Now don’t go looking for outrageous power. This car gets a 47kW (64bhp) motor that’s good for 140lb/ft of torque. That links up to a 16kWh battery. It really doesn’t sound like a lot, but this is a lightweight car with no gearbox and it’s sharp enough round town.

It was designed from the ground up as an EV, so the batteries are in the floor, Tesla-style, which gives it a low center of gravity and that pays off in the bends. It gets a four-star Euro NCAP crash rating, despite its small size, and it might well be the blueprint for the autonomous taxi pods of the future.

9. BIRO City Car

Think the Smart fortwo  is small? Prepare to think again and feast your eyes on the BIRO City Car.

It’s a pure commuter car and you might prefer to take the metro than climb behind  the wheel of a machine that seems to hark back to the days when electric cars were just overblown golf carts.

Look closer, though, and the BIRO could be a unique answer to inner city congestion and the lack of charging stations that currently put people off buying an EV. You see, when you arrive at work, you can just pull the battery out of this machine and take it with you like a flight case on wheels.

This Italian machine has a top speed of 28mph, so you’d probably get pulled over by the cops if you ventured on to the freeway. It comes with 25 miles of range, too, which means it is meant for a seriously limited market.

It costs from €9,480 ($12,500) before any local tax incentives. So, you might prefer an e-bike and we might agree with you. But it is kind of cool in its own special way.

10. Mahindra e2o Plus

We’re not sure how it would fare in the NHTSA crash tests, but the Mahindra is a clear example of how electric cars can actually be affordable.

This is one of India’s best-selling EVs. It’s a city car and it certainly isn’t pretending to be anything it isn’t. It’s all about the mass market, but we need cars like this to filter through on US soil.

Electric cars are pretty much a premium product right now and we need the masses to make the switch.
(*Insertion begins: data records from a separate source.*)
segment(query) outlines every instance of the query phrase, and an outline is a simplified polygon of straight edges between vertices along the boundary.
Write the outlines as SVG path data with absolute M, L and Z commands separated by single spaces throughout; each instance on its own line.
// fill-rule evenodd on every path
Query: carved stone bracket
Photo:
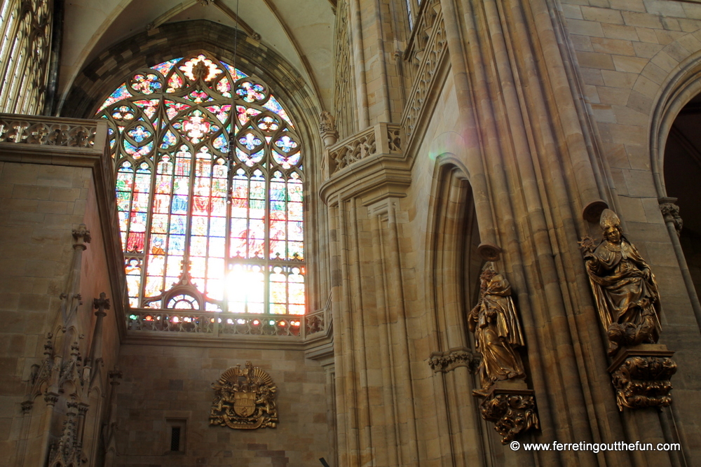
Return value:
M 533 391 L 519 383 L 497 383 L 479 404 L 482 418 L 494 423 L 503 445 L 522 431 L 540 428 Z
M 662 211 L 662 217 L 665 218 L 665 222 L 672 223 L 674 230 L 676 230 L 676 235 L 679 237 L 681 235 L 681 229 L 684 223 L 681 216 L 679 216 L 679 207 L 674 204 L 676 202 L 676 198 L 660 198 L 659 201 L 660 210 Z
M 660 344 L 644 344 L 623 349 L 608 368 L 616 390 L 618 410 L 667 407 L 672 403 L 672 383 L 676 372 L 674 352 Z
M 459 366 L 467 367 L 470 373 L 474 373 L 481 358 L 477 352 L 465 347 L 456 347 L 444 352 L 431 353 L 428 365 L 435 373 L 447 373 Z

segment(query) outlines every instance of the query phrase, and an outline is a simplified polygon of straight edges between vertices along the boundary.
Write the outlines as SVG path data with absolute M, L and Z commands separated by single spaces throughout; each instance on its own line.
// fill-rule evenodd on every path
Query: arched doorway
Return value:
M 683 228 L 679 242 L 697 295 L 701 293 L 701 95 L 679 111 L 665 147 L 664 177 L 667 195 L 676 198 Z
Cheaper cars are a simple way to encourage that and the Mahindra costs approximately $8,100 in India, without any tax breaks. It would be more expensive once it arrives here, but hopefully not much more.
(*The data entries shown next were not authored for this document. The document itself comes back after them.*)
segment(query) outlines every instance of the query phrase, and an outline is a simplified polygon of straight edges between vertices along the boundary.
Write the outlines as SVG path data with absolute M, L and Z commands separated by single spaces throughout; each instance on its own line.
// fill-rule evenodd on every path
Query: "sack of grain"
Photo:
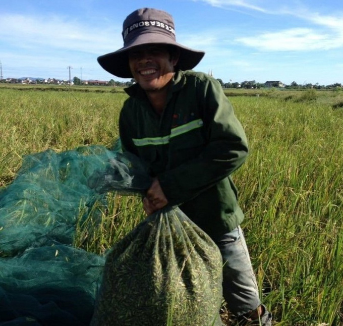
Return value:
M 215 244 L 180 208 L 165 208 L 108 254 L 91 325 L 221 325 L 221 282 Z

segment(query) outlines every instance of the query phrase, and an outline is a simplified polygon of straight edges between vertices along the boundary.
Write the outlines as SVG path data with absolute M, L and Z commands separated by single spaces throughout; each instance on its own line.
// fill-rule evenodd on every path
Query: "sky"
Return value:
M 177 41 L 206 52 L 194 70 L 224 83 L 343 83 L 342 0 L 2 1 L 3 77 L 128 80 L 96 59 L 123 46 L 124 20 L 144 7 L 170 14 Z

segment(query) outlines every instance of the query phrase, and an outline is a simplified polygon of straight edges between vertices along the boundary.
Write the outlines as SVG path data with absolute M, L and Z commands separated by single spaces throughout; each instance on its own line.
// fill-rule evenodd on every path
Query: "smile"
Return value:
M 152 75 L 156 72 L 156 69 L 148 69 L 147 70 L 142 70 L 140 72 L 141 75 L 146 76 L 147 75 Z

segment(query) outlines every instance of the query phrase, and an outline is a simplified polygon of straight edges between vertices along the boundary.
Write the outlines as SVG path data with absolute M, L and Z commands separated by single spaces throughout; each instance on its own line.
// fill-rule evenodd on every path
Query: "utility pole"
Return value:
M 70 66 L 68 66 L 67 67 L 67 69 L 69 69 L 69 86 L 71 86 L 71 85 L 72 85 L 72 78 L 70 77 L 70 70 L 72 69 L 73 67 Z

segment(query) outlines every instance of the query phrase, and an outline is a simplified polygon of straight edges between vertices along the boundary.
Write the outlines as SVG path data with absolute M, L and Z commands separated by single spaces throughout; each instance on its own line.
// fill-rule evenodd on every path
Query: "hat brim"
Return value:
M 162 35 L 156 37 L 156 33 L 146 33 L 144 37 L 139 37 L 131 44 L 122 47 L 117 51 L 111 52 L 98 57 L 100 65 L 110 74 L 122 78 L 132 78 L 133 76 L 129 67 L 128 51 L 143 44 L 163 44 L 177 46 L 180 50 L 178 66 L 182 70 L 188 70 L 194 68 L 201 60 L 205 55 L 203 51 L 194 50 L 177 43 L 170 42 Z

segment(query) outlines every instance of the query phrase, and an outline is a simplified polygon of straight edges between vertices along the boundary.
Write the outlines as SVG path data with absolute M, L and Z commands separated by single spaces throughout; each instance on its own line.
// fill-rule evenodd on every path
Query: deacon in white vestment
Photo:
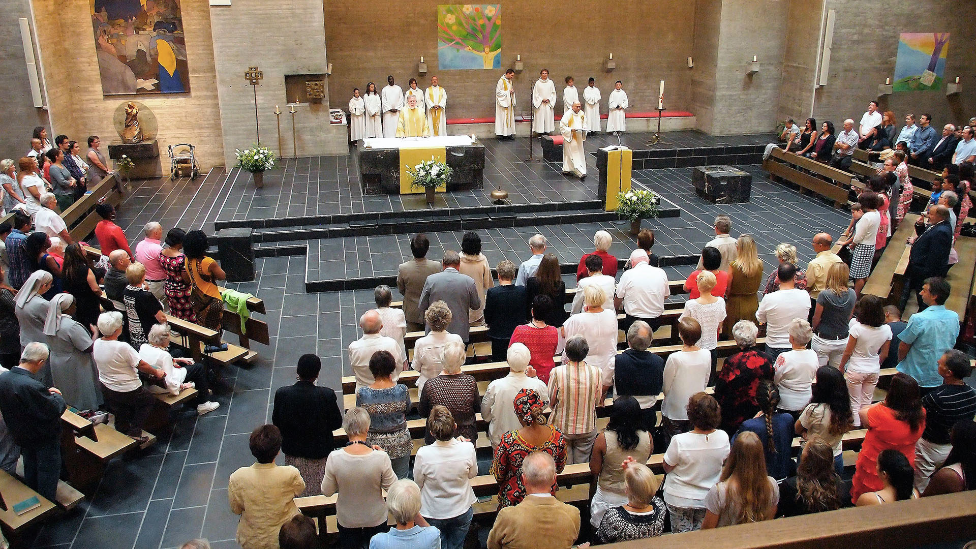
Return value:
M 574 103 L 579 103 L 580 101 L 580 92 L 576 90 L 576 86 L 573 85 L 574 83 L 575 80 L 573 80 L 572 76 L 566 77 L 566 88 L 562 91 L 563 114 L 565 114 L 570 108 L 573 108 Z
M 587 177 L 587 156 L 583 150 L 583 142 L 587 140 L 584 129 L 586 118 L 580 102 L 576 102 L 559 121 L 559 133 L 562 134 L 562 173 L 572 173 L 580 179 Z
M 386 76 L 386 87 L 380 98 L 383 100 L 383 137 L 396 137 L 396 122 L 403 108 L 403 88 L 393 83 L 392 76 Z
M 447 113 L 444 108 L 447 106 L 447 92 L 437 85 L 437 77 L 430 77 L 430 87 L 424 92 L 424 101 L 427 106 L 427 126 L 430 127 L 430 135 L 447 135 Z
M 509 68 L 495 85 L 495 135 L 499 137 L 515 134 L 515 87 L 511 85 L 514 77 L 515 71 Z
M 406 108 L 400 109 L 396 119 L 396 137 L 427 137 L 430 129 L 427 125 L 427 116 L 417 105 L 416 96 L 407 96 Z
M 590 85 L 583 89 L 583 113 L 586 115 L 586 127 L 588 132 L 600 131 L 600 89 L 596 87 L 596 80 L 590 78 Z
M 555 129 L 555 84 L 549 78 L 549 69 L 544 68 L 539 73 L 532 87 L 532 105 L 536 108 L 532 131 L 537 134 L 548 134 Z
M 366 86 L 363 106 L 366 108 L 366 135 L 364 137 L 383 137 L 383 105 L 380 103 L 380 94 L 376 93 L 376 84 L 373 82 Z
M 607 106 L 610 107 L 610 112 L 607 114 L 607 133 L 626 131 L 627 116 L 624 114 L 624 109 L 630 106 L 627 103 L 627 92 L 624 91 L 624 83 L 620 80 L 614 84 L 614 91 L 610 92 Z
M 366 102 L 359 97 L 359 88 L 352 90 L 349 100 L 349 141 L 359 141 L 366 137 Z
M 410 87 L 407 88 L 406 92 L 403 92 L 403 105 L 406 106 L 409 102 L 407 98 L 414 96 L 417 98 L 417 106 L 421 107 L 421 110 L 426 111 L 427 106 L 424 103 L 424 90 L 417 87 L 417 78 L 410 79 Z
The base spec Mahindra has a 19kW electric motor, which sounds almost asthmatic, but it still hits 35mph in 14.4s. The more powerful 30kW motor takes the car to 35mph in 9.5s. We can’t give you a 0-60mph, because it never gets to 60mph. The top speed is just 50mph, but then with a city car that’s borderline irrelevant.

This car really is all about the price and the Indian marque has shown us that we can make an EV for minimal money. Even if we never get the actual car, that pricing philosophy would do well on US soil.

11. Renault Twizy

Yes, it’s the second Renault on the list, but how could we ignore the adorable little Twizy?

It’s  a two-seater that  is actually classed as a quad bike, it comes with a 62-mile range, a top speed of 50mph and it’s more or less open to the elements so you wouldn’t want to go faster.

It comes in three flavors  and costs less than $10,000, but that doesn’t include the battery and you have to lease that for a monthly fee.

It’s woefully impractical, you can’t take  it outside the city and it really is a concept that somehow sold 17,000 units across Europe. It’s a novelty and people loved it, so there are a lot of them serving as mobile advertising hoardings in cities across the  world.